The design and planning experts urged Philadelphians to look beyond the present conditions along the river's edge, which include scores of haphazardly planned new construction projects (including two 5,000-slot casinos) and traffic jams caused by unchecked big-box development, along with largely inaccessible public spaces across the aching chasm of I-95.

The steps they recommended ranged from the swiftly doable (turning the city-owned former incinerator site at the foot of Spring Garden Street into a public park) to the generational (putting I-95 below ground).

The concepts are now being vetted and refined in collaboration with the Philadelphia City Planning Commission and the Pennsylvania Department of Transportation.

We are working closely with a 46-member advisory group that includes politicians, government officials, civic-group leaders and the public.
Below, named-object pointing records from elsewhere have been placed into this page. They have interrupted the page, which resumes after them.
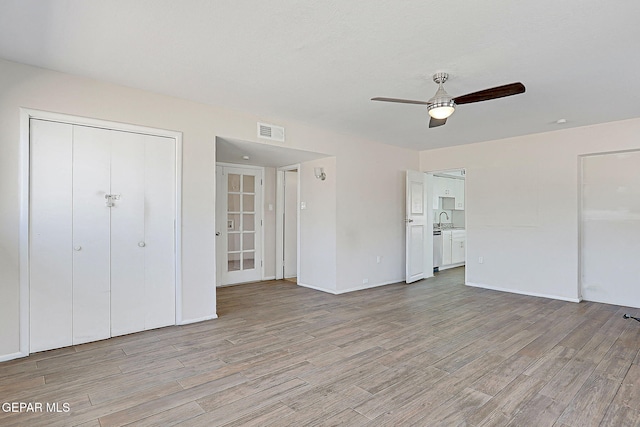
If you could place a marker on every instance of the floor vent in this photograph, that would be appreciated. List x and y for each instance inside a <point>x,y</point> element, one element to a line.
<point>275,133</point>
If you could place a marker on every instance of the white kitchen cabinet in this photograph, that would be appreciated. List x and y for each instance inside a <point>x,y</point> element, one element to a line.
<point>453,248</point>
<point>448,187</point>
<point>441,188</point>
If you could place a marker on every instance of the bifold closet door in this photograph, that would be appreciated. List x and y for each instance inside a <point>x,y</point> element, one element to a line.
<point>102,227</point>
<point>142,221</point>
<point>159,222</point>
<point>50,288</point>
<point>91,234</point>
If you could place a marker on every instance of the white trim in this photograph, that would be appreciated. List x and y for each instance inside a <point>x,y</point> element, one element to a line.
<point>448,266</point>
<point>11,356</point>
<point>377,285</point>
<point>25,115</point>
<point>316,288</point>
<point>514,291</point>
<point>279,224</point>
<point>279,219</point>
<point>354,289</point>
<point>239,166</point>
<point>199,319</point>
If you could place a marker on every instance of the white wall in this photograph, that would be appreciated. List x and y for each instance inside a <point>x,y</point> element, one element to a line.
<point>317,226</point>
<point>364,182</point>
<point>521,205</point>
<point>371,212</point>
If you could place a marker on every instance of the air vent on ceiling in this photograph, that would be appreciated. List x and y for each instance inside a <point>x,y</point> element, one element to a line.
<point>275,133</point>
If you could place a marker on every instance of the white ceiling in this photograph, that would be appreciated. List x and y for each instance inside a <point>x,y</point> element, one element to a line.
<point>320,62</point>
<point>233,151</point>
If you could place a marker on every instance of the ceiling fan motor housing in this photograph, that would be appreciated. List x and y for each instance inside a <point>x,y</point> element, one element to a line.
<point>441,105</point>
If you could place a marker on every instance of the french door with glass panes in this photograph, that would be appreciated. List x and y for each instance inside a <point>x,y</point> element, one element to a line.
<point>239,224</point>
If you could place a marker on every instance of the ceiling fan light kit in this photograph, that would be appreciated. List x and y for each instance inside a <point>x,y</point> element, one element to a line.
<point>442,105</point>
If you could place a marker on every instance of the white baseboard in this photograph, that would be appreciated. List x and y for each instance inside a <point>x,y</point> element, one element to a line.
<point>11,356</point>
<point>357,288</point>
<point>446,267</point>
<point>316,288</point>
<point>368,286</point>
<point>515,291</point>
<point>201,319</point>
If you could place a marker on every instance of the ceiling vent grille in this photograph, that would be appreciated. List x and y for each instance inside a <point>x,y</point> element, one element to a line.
<point>266,131</point>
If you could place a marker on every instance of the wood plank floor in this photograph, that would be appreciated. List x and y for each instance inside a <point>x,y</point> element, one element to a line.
<point>431,353</point>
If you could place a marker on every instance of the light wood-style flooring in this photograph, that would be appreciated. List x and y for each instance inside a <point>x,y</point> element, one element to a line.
<point>431,353</point>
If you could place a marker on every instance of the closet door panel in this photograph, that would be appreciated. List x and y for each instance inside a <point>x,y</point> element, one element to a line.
<point>159,220</point>
<point>50,243</point>
<point>127,234</point>
<point>91,235</point>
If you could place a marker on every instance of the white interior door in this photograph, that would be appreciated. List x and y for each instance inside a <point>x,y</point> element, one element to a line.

The group meets the first Monday of each month on the 18th floor of 1515 Arch St. at 8 a.m; the sessions are open to the public.

You can keep tabs on the project and find out about future public forums by checking out www.planphilly.com.

It's important to note that the design ideas are based on a set of civic-design principles created by more than 1,700 Philadelphians who attended forums last fall and winter that were led by PennPraxis and the Penn Project on Civic Engagement.

The civic principles are:

Reconnect the city with the river by extending the small-scale Philadelphia street grid to the large parcels along the water's edge.

Make sure the river is taken seriously as both a working river and a significant natural resource.

Ensure that all new development includes ecologically sound planning, transportation and design principles.

Guarantee that the central Delaware offers a healthy balance of residential and commercial uses that support a vibrant urban community.

Most important, the principles admonish Philadelphia to take the long view and protect the public good by quelling the crush of pell-mell development that threatens to cut off the river behind a wall of private development.

Taking the long view is also critical to creating a sound, inspiring civic vision for the central Delaware.

If we want to play with the big boys - New York, San Francisco and Chicago - we need to invest in our future the way that they do.

It's our time, Philadelphia. Let's go down this road together.